NB 3: António Enes em Guerra d'Africa de 1898 nas páginas 72/72 explicando a dificuldade de se navegar no Incomáti e a utilização do Neves Ferreira na segunda metade de 1894:
"Quem emprehende viagem no Incomati nunca sabe quanto tempo gastará para chegar ao seu destino, nem se chegará lá com o barco inteiro. E se o barco tiver muita quilha, arriscar-se-ha a gastar quinze dias numa excursão que se pôde fazer em duas horas, por ter de esperar, encalhado, que voltem as aguas vivas.

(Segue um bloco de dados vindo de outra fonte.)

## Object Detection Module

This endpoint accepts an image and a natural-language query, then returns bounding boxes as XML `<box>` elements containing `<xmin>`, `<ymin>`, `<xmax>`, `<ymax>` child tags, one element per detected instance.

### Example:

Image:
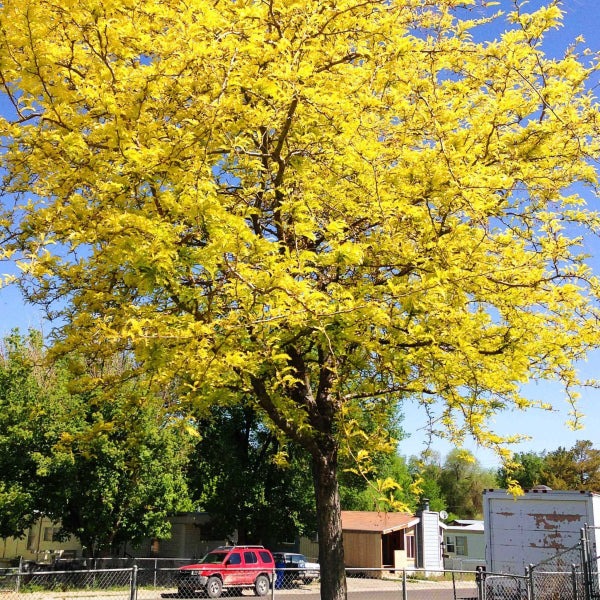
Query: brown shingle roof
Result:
<box><xmin>342</xmin><ymin>510</ymin><xmax>419</xmax><ymax>533</ymax></box>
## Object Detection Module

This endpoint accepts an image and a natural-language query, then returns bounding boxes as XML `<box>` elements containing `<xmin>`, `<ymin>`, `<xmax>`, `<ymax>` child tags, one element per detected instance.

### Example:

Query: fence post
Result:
<box><xmin>154</xmin><ymin>558</ymin><xmax>158</xmax><ymax>589</ymax></box>
<box><xmin>475</xmin><ymin>566</ymin><xmax>485</xmax><ymax>600</ymax></box>
<box><xmin>129</xmin><ymin>565</ymin><xmax>137</xmax><ymax>600</ymax></box>
<box><xmin>271</xmin><ymin>569</ymin><xmax>277</xmax><ymax>600</ymax></box>
<box><xmin>571</xmin><ymin>565</ymin><xmax>578</xmax><ymax>600</ymax></box>
<box><xmin>17</xmin><ymin>556</ymin><xmax>23</xmax><ymax>594</ymax></box>
<box><xmin>525</xmin><ymin>565</ymin><xmax>535</xmax><ymax>600</ymax></box>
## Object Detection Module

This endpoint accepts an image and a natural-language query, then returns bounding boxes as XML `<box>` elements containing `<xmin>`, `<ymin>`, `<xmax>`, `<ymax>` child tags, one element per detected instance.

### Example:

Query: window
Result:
<box><xmin>44</xmin><ymin>527</ymin><xmax>59</xmax><ymax>542</ymax></box>
<box><xmin>456</xmin><ymin>535</ymin><xmax>469</xmax><ymax>556</ymax></box>
<box><xmin>406</xmin><ymin>535</ymin><xmax>416</xmax><ymax>558</ymax></box>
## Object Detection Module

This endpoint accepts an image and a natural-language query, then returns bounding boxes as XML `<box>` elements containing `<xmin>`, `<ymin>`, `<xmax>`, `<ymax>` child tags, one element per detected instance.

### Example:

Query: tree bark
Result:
<box><xmin>313</xmin><ymin>439</ymin><xmax>347</xmax><ymax>600</ymax></box>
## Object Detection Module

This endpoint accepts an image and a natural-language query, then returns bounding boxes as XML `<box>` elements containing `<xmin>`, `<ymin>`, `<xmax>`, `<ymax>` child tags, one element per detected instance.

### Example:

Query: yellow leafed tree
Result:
<box><xmin>0</xmin><ymin>0</ymin><xmax>600</xmax><ymax>600</ymax></box>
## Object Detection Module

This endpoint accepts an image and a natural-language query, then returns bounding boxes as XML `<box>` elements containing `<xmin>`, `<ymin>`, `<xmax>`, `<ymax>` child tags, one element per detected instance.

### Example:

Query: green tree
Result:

Mas tudo isto se sabe agora; em janeiro de 1895 pouco se sabia. O Incomati era quasi desconhecido inteiramente, pelo menos no mundo oflcial de Lourenço Marques. Não havia um único ofticial da armada, empregado de capitania, piloto, marinheiro, que lá tivesse ido. Não era estranho a alguns asiáticos e europeus que se empregavam no commercio do sertão, mas esses mesmos pouco sabiam informar acerca das condições da sua navegabilidade, e nem para práticos serviam, porque só estavam acostumados a guiar embarcações ligeiras que passavam por cima de toda a folha. Nestas circumstancias, para se averiguar se o Neves Ferreira podia lá entrar era preciso que elle próprio tentasse a entrada. Foi o que se fez. Quando as marés começaram a crescer, o pesado vapor, acompanhado se bem me recordo pelo Bacamarte, foi tentar a barra, fazer sondagens, procurar os canaes, e voltou com a noticia de que, nas aguas vivas, poderia transpor os baixos e subir até Marraquene ou ainda além. As dificuldades eram na entrada; passada a (ilha de) Benguelene havia fundo para um grande paquete. Esta noticia foi muito festejada. O Neves Ferreira não faria um serviço regular de communicações entre a cidade e Marraquene, porque só poderia ir ao Incomati nas marés grandes, mas acompanharia, por que assim diga, a expedição, que já fora aprazada para 28 (de janeiro de 1895, uma segunda feira em que partir da cidade a coluna de Caldas Xavier), dia do novilunio (o tempo da lua nova em que a noite é mais escura), ou próximo do novilunio, expressamente para lhe poder aproveitar a companhia. O navio transportaria a carga com que não podiam os carros de bois, e, fundeado junto ao ponto da ocupação, seria uma espécie de baluarte. A esquadrilha do Incomati, isto é, o Neves Ferreira, o Bacamarte e a Xefina, receberam, pois, ordem de subir o rio até Marraquene quando a coluna marchasse para ocupar essa localidade (a coluna portuguesa foi atacada na madrugada de 2 de fevereiro, combate de Marracuene, o primeiro da campanha que veio a ser a de 1895)."